Des échantillons ont été envoyés pour analyse.
Il s’agit d’un test de bêta-2 transferrine, une protéine spécifique présente uniquement dans le liquide céphalo-rachidien.
Si le résultat est positif, cela confirmera nos pires craintes.
Mais ce test prend deux jours.
Deux longs jours d’attente, d’angoisse et d’incertitude.
Et maintenant, à 22 heures, ils emmènent Théo passer une IRM.
Car si la fuite s’aggrave, il faut savoir d’où elle vient.
Il faut savoir si quelque chose dans sa tête — quelque chose de fragile, de vital — a été touché.

Je suis épuisée.
Chaque parent hospitalisé découvre une nouvelle forme de fatigue, non seulement physique, mais aussi morale.
On vit dans un monde où l’espoir et la peur se côtoient, où chaque bip d’un moniteur peut vous briser ou vous sauver.
J’écris ces mots d’une main tremblante, l’esprit embrumé, le cœur lourd.

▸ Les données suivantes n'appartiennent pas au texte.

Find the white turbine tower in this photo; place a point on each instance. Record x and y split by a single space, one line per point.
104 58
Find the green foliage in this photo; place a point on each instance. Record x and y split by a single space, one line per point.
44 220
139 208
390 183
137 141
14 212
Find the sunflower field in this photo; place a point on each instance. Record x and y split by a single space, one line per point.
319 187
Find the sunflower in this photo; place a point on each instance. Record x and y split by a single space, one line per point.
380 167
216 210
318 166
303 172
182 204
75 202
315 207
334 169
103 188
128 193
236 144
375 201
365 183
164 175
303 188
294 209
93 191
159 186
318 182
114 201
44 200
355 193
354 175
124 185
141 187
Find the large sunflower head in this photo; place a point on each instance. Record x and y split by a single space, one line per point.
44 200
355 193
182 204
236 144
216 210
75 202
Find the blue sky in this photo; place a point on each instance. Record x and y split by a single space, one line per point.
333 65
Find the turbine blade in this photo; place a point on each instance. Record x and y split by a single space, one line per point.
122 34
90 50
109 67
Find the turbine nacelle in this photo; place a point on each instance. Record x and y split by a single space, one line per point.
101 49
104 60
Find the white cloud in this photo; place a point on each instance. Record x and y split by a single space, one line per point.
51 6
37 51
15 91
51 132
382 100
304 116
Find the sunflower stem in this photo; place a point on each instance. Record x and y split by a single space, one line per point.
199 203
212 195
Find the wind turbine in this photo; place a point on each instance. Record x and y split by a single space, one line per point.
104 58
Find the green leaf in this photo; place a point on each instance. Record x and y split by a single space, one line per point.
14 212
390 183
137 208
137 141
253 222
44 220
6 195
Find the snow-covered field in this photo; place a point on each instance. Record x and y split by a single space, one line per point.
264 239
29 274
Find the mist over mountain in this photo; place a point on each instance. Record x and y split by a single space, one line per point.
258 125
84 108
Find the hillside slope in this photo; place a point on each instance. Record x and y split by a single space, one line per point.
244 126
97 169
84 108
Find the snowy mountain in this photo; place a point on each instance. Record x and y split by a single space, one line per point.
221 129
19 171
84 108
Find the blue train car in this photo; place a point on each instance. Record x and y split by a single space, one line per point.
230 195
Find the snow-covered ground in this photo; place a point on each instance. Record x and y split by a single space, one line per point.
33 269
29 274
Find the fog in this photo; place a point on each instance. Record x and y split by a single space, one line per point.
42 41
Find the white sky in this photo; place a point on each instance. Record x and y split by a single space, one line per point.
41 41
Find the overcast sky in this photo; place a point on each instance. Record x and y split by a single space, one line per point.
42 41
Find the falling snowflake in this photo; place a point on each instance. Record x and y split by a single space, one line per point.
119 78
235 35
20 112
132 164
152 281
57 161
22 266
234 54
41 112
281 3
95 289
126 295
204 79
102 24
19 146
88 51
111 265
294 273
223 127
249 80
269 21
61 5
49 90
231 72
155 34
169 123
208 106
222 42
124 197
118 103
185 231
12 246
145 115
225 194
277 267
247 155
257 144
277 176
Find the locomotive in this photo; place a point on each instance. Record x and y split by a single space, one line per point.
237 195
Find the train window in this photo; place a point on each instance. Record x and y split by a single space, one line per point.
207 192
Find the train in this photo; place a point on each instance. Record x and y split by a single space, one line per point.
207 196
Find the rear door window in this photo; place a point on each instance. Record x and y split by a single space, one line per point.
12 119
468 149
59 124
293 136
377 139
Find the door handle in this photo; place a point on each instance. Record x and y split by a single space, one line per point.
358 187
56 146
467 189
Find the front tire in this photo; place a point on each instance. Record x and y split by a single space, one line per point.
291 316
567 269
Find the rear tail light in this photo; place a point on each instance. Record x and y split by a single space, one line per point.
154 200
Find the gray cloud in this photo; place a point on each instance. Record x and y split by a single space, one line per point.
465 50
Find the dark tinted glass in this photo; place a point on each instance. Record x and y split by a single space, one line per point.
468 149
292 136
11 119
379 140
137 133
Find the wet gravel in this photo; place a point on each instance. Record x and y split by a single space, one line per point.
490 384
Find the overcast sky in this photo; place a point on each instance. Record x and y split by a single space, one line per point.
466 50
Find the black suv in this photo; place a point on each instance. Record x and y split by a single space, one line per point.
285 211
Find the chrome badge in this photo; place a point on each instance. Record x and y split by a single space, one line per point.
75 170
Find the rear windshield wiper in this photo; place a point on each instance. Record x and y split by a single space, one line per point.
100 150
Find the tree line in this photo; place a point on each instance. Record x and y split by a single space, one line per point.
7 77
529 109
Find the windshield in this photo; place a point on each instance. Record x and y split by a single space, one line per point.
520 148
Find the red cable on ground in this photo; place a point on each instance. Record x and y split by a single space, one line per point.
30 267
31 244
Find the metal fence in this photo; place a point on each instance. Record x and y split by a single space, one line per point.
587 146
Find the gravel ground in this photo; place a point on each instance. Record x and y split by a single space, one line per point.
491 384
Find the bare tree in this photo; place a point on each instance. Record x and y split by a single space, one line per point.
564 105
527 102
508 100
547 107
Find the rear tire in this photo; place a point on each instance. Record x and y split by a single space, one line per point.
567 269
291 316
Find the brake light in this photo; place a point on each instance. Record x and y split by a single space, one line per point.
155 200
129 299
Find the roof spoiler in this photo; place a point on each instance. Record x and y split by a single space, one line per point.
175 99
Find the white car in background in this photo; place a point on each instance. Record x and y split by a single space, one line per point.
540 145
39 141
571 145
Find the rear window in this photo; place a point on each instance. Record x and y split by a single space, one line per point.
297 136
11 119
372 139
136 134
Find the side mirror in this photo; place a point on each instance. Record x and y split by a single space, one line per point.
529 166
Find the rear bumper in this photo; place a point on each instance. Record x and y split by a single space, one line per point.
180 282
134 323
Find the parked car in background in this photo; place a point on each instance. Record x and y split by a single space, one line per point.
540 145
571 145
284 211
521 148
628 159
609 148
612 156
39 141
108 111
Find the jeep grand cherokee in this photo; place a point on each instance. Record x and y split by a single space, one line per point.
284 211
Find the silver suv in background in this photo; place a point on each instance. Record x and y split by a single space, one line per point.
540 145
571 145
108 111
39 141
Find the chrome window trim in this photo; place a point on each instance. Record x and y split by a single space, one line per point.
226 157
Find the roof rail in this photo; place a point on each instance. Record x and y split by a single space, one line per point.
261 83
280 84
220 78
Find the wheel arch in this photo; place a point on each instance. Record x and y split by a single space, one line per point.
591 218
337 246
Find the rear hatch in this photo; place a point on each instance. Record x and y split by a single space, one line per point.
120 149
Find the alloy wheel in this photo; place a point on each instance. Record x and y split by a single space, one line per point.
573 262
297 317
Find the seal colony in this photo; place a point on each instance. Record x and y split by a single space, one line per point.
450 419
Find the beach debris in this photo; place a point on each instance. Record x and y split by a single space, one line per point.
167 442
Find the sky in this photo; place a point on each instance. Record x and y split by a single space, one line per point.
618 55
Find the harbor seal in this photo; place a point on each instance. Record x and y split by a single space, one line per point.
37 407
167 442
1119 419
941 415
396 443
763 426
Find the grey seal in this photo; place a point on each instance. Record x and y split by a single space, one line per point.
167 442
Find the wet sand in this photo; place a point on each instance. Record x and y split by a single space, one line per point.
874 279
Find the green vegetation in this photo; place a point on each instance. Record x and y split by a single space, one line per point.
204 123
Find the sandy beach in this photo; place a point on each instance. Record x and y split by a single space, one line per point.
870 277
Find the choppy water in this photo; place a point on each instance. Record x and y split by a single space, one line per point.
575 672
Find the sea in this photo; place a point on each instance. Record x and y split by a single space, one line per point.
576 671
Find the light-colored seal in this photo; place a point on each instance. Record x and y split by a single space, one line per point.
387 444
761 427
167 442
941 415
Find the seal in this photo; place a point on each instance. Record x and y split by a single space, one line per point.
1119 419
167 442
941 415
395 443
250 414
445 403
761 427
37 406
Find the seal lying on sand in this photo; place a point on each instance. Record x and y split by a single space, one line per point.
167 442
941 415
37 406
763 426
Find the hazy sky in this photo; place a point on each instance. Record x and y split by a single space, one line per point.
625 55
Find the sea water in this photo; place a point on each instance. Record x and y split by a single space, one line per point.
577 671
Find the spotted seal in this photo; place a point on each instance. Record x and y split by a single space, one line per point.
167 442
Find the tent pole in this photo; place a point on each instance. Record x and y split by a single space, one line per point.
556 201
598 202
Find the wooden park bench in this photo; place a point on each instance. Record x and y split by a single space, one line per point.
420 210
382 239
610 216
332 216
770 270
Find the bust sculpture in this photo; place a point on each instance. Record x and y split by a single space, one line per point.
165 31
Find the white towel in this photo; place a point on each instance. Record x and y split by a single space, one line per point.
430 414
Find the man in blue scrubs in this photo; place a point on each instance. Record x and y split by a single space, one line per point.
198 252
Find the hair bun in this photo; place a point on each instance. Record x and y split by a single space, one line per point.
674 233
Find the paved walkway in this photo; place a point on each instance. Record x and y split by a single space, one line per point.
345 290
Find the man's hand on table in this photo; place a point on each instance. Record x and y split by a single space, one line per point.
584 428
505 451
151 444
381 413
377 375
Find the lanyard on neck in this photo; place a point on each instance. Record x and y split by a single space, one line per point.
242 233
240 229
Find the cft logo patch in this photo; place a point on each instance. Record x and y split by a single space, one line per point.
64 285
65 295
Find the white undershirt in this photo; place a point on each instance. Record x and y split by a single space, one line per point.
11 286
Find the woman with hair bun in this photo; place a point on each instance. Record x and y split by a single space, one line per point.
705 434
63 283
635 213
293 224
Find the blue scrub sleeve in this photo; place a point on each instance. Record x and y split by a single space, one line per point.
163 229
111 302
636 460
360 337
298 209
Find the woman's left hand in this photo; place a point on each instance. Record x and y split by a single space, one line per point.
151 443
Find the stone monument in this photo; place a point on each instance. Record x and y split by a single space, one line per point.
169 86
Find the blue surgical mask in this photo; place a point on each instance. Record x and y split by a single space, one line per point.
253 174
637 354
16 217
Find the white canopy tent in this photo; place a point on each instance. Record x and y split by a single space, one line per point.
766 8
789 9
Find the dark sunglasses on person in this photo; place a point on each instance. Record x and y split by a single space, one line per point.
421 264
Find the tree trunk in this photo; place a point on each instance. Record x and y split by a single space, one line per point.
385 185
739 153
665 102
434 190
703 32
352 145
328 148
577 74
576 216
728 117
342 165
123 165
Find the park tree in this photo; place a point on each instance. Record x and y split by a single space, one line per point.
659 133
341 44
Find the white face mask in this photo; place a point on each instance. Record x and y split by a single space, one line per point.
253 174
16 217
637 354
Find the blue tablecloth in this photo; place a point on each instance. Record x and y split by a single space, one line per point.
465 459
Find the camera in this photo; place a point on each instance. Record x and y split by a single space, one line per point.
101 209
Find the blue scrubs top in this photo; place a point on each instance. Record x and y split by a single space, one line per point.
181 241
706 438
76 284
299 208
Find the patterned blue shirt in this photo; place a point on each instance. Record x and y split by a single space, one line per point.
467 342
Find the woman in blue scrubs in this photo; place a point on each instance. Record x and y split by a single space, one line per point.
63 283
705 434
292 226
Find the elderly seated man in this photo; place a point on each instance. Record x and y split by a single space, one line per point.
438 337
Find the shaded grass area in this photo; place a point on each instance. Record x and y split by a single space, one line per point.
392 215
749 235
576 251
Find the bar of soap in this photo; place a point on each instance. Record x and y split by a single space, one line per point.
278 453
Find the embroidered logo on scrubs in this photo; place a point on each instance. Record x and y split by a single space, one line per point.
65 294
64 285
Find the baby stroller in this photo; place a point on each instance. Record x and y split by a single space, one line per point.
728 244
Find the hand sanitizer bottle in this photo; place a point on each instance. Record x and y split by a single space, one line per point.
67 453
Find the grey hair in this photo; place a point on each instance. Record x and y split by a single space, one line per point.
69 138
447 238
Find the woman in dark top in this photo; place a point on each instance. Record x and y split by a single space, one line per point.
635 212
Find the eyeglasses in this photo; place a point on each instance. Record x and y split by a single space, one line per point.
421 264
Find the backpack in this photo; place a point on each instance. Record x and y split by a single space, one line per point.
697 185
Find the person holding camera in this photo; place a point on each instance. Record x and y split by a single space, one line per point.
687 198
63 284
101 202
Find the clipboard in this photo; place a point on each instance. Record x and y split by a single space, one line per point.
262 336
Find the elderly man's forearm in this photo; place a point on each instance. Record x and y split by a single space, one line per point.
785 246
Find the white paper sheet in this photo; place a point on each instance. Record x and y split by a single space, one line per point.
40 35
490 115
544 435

Nous avons traversé tant d’épreuves.
Des transfusions sanguines.
Des opérations.
Des moments où j’ai cru le perdre, pour le voir s’en sortir encore et encore.
Il est plus fort que je ne le serai jamais — mon petit guerrier, mon petit miracle.
Mais ce soir, j’ai peur.
Une peur qu’aucun parent n’ose avouer.
Alors je vous en supplie, priez pour vous.
Pour que ce qui coule du nez de Théo ne soit pas du liquide céphalo-rachidien.
Que ce soit quelque chose d’inoffensif.
Que ce ne soit qu’une fausse alerte de plus dans une vie déjà bien assez périlleuse.

Je vous en prie, ayez une pensée pour lui.
Priez pour que son IRM apporte des réponses – de bonnes nouvelles.
Priez pour que demain, je puisse vous écrire des nouvelles empreintes de soulagement plutôt que d’angoisse.
Et priez pour tous les parents qui, ce soir, patientent dans une chambre d’hôpital, s’accrochant à l’espoir au milieu de leur chagrin.
Parce que parfois, il ne nous reste que ça :
l’espoir.
Et la conviction que peut-être, juste peut-être, nos prières sont encore entendues.